The task itself is used in SSIS, with the results being pushed into an external xml file. This file can then be opened using the Data Profile Viewer (new client tool in SQL ‘08).
Full how-to details are available on www.microsoft.com/sql, with a nice video available at http://technet.microsoft.com/en-us/library/cc952923.aspx
Something which seems to be missing though is a concise summary of the types of profiles that can be run. So, here is my list of the type of profiles that can be run (in my personal order of usefulness…)
1. Candidate Key
This profile basically does a look at the uniqueness of each column in the table. So, if a column is 100% unique within the table, there’s a high chance that this field may be the primary key. This profile can be tweaked to allow for combinations of a number of fields to be analyzed (in the case where a composite key is actually used)
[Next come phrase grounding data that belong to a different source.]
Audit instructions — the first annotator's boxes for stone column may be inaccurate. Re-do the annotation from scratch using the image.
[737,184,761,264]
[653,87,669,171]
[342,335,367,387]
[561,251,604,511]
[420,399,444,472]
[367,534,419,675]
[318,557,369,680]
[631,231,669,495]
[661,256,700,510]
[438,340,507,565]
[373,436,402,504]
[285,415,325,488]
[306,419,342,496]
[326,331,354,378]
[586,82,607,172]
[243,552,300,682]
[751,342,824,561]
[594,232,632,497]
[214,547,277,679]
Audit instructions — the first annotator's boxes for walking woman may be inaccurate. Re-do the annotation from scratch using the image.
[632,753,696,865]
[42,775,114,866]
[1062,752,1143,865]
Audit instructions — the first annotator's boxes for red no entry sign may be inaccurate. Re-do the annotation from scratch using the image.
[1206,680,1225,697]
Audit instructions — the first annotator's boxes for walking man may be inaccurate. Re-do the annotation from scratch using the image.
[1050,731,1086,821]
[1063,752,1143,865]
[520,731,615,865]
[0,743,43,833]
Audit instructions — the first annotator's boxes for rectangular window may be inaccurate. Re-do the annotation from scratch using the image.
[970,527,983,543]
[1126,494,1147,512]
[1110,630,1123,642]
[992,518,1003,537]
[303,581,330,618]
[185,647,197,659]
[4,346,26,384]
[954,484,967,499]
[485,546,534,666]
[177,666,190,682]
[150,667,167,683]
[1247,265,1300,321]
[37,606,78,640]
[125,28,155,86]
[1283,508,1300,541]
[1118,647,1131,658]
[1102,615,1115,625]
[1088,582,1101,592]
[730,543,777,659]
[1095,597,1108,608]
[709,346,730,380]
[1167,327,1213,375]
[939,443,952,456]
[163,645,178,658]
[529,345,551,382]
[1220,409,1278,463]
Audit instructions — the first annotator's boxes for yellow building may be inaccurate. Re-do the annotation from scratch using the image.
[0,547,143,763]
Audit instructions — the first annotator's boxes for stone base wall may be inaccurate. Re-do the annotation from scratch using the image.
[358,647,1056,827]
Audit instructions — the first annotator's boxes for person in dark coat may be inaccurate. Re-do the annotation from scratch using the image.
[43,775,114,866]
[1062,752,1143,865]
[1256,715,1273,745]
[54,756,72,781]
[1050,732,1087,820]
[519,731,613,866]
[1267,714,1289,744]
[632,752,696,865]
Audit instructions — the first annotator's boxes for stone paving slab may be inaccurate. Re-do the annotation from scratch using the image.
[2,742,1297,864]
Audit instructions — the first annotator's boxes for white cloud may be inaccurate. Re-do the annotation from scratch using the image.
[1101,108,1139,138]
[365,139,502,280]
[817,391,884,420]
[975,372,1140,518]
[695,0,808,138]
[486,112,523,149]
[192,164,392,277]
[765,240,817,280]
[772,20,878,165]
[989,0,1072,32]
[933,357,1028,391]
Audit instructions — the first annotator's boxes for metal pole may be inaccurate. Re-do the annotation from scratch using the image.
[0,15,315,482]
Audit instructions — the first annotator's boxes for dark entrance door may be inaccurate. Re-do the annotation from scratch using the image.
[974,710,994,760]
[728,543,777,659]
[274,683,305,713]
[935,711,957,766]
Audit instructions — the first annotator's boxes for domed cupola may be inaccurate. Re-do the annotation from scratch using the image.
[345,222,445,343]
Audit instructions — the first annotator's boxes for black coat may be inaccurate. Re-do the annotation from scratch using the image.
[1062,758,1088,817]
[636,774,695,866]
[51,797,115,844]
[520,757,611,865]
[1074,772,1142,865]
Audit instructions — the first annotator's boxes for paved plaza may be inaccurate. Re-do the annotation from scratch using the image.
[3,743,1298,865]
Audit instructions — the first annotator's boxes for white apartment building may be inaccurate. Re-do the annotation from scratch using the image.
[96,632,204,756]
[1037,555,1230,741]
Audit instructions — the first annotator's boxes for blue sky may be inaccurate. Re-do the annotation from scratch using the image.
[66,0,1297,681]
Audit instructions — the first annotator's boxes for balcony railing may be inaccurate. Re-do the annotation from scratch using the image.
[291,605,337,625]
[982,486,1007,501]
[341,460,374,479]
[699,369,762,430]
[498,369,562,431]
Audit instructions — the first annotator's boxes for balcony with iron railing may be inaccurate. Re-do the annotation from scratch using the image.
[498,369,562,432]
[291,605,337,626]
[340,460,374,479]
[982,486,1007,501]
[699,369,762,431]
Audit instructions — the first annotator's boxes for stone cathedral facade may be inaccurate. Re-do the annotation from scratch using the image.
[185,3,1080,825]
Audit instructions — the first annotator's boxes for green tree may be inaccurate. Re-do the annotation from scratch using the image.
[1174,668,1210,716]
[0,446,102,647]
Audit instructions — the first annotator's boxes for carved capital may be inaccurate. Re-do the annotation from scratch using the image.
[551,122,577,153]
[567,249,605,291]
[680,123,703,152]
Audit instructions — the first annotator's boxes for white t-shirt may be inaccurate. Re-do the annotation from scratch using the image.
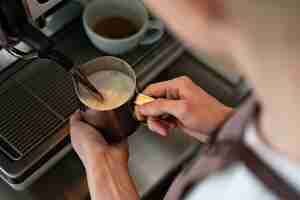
[185,125,300,200]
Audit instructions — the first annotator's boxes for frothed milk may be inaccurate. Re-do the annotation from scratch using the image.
[79,70,135,111]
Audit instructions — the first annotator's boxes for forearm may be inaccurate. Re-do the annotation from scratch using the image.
[86,155,139,200]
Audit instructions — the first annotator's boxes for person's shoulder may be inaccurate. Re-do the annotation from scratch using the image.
[184,163,276,200]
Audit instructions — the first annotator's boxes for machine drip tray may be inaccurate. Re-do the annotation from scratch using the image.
[0,60,77,161]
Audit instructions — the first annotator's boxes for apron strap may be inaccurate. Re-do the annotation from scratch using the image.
[165,95,300,200]
[239,142,300,200]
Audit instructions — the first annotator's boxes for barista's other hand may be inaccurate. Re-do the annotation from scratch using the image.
[70,111,128,169]
[70,112,139,200]
[137,76,233,142]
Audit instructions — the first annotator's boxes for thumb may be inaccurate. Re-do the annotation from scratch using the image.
[139,99,187,120]
[70,111,82,125]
An example in my consulting career where this would have been useful was a case where the client was convinced that a Product Code field made the product unique, and it turned out that we actually needed the combination of a number of fields.
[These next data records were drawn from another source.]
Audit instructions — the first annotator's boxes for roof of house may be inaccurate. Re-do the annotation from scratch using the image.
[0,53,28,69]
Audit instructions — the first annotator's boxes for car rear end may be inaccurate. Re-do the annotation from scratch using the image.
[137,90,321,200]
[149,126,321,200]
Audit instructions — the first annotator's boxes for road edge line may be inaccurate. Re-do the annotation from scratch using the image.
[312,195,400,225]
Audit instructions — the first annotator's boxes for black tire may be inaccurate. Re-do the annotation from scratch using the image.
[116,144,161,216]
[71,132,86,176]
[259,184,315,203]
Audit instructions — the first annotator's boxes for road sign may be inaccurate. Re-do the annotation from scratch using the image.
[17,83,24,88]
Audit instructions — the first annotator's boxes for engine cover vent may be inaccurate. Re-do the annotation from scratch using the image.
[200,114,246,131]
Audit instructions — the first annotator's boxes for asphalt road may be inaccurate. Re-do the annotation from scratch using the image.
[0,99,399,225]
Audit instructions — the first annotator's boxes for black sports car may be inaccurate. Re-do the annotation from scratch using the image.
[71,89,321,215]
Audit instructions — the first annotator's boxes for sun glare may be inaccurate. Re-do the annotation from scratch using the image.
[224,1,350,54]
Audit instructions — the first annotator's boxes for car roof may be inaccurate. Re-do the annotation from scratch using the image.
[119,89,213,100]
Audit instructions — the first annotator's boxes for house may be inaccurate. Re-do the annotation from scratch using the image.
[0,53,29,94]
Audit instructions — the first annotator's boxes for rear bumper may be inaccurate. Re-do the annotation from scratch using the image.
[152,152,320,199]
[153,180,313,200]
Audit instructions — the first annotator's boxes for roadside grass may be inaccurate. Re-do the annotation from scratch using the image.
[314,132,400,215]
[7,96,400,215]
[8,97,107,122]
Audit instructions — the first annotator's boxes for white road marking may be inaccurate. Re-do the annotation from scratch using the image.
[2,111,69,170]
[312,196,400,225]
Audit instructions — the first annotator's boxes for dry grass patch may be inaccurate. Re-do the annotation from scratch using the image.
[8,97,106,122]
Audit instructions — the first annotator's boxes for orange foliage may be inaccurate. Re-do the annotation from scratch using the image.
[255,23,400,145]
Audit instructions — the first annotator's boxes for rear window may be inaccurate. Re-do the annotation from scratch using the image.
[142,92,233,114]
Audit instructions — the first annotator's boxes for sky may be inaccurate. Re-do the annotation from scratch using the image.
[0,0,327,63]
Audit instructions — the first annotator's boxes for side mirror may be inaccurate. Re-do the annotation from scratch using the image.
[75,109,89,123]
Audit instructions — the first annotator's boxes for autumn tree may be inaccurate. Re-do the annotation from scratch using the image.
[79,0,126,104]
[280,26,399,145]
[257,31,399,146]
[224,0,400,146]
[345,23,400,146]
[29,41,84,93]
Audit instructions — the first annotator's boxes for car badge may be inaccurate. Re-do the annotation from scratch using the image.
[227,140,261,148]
2. Column Length Distribution
Does just that. Gives a nice bar graph with field length distribution. How many times have we heard… “It’ll never be more than 8 characters long” 🙂
An absolute necessity for determining field lengths in the target data warehouse. Nothing worse than planning for VARCHAR(20) and then receiving a 21 character input.
3. Column NULL Ratio
Similar to above, returns the % NULL values per field. Useful for those cases where a client wants to create a report based on a certain field, when meanwhile 98% of the rows have NULL in that field.
4. Functional Dependency
Used to look for relationships within a given table. Can also be tweaked to look at a given number of fields.
Useful to determining hierarchical relationships within data. Again, similar to 1. in that it brings out the truth about the underlying data that the client is often not aware of.
5. Column Value Distribution
Actually returns the unique values that exist in individual fields, as well as the distribution of each of these values.
6. Column Pattern
Similar to above, yet it doesn’t return the actual values; rather it analyses the field values and returns regular expression values for each field. Nice way of generalizing / applying a filter to the types of values that exist in a certain field.
7. Column Statistics
This is bottom of this list, more due to my lack of statistical understanding 🙂 I’m quite sure a statistician would derive serious value from this output. Types of stats that are produced include
– Standard Deviation
So, that’s my short summary of a tool that could literally save an analyst hours when exploring new data sources. Happy analyzing!